The Singapore Shipping Association (SSA) has underlined its commitment to reducing shipborne emissions by signing a partnership agreement with the Global Centre for Maritime Decarbonisation (GCMD) to support and accelerate efforts towards helping the industry achieve its decarbonisation obligations.
The agreement, which was signed in Singapore on Tuesday (29 March), will pave the way for greater cooperation between both organisations, in the fields of knowledge and data sharing when it comes to maritime decarbonisation initiatives, such as green corridors and pilot programmes, to help accelerate the adoption of low- or zero-carbon solutions.
With the global shipping industry looking at new fuel technologies to drastically reduce GHG emissions, such as LNG that is currently available, and ammonia and methanol moving forward, the opportunity to collaborate on such projects and initiatives is vitally important.
Caroline Yang, President of SSA, welcomed the agreement, saying it is an important step forward in SSA’s determination to play a leading role in reducing shipboard emissions.
She said: “We are delighted to be working with the Global Centre for Maritime Decarbonisation, especially as Singapore intensifies its decarbonisation efforts in the maritime sector, with the recent unveiling of a blueprint that sets out strategies and goals to be achieved by 2050 and the resources to support these initiatives.”
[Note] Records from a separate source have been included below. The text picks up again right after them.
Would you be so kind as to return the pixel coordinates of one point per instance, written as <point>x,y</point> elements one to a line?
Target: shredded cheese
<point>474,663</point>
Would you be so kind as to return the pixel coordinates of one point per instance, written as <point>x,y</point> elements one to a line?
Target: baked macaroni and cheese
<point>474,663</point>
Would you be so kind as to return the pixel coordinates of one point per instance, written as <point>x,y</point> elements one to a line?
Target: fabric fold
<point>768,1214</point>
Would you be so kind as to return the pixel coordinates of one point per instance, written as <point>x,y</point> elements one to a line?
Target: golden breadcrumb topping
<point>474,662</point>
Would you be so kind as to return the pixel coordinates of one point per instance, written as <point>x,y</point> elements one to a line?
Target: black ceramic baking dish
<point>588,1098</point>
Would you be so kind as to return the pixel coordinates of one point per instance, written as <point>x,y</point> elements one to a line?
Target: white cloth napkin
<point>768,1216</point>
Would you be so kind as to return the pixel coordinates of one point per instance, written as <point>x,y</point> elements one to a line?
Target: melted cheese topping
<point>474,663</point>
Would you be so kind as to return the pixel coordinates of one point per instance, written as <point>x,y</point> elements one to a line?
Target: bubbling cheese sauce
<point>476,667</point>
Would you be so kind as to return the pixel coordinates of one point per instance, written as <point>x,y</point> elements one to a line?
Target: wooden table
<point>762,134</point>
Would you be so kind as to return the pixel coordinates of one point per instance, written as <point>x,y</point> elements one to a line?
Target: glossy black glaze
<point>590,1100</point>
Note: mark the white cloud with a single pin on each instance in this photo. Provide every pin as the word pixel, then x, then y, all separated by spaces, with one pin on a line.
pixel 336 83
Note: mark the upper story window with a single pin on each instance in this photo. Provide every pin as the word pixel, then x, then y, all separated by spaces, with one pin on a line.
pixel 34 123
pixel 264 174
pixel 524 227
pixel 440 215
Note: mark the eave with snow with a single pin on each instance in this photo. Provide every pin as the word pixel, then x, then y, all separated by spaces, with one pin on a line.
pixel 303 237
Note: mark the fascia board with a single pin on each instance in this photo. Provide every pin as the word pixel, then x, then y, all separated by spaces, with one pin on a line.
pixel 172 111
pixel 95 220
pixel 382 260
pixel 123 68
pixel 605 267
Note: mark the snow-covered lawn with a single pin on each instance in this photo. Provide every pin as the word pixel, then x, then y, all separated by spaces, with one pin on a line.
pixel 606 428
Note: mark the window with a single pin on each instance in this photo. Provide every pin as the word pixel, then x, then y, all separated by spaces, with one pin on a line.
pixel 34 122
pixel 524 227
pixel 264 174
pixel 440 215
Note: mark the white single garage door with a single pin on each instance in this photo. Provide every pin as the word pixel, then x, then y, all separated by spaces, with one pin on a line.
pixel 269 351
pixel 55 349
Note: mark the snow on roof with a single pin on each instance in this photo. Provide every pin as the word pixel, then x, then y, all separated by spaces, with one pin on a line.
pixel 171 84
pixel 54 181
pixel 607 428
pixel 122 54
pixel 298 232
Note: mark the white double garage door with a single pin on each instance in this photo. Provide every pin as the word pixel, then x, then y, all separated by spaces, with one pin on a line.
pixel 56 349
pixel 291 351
Professor Lynn Loo, CEO of GCMD, said: “Collaboration and alignment across the industry is key to decarbonising the sector. SSA is a trusted advisor and partner to more than 470 member companies across the ecosystem as well as related government agencies.”
“This partnership is an opportunity for GCMD to understand industry concerns around the technical and standards challenges to better ideate pilots and trials, as well as share insights from other decarbonisation projects through SSA’s technical committees. GCMD can also help to support the shaping of standards and guidelines through our involvement in the various standards development organisations.”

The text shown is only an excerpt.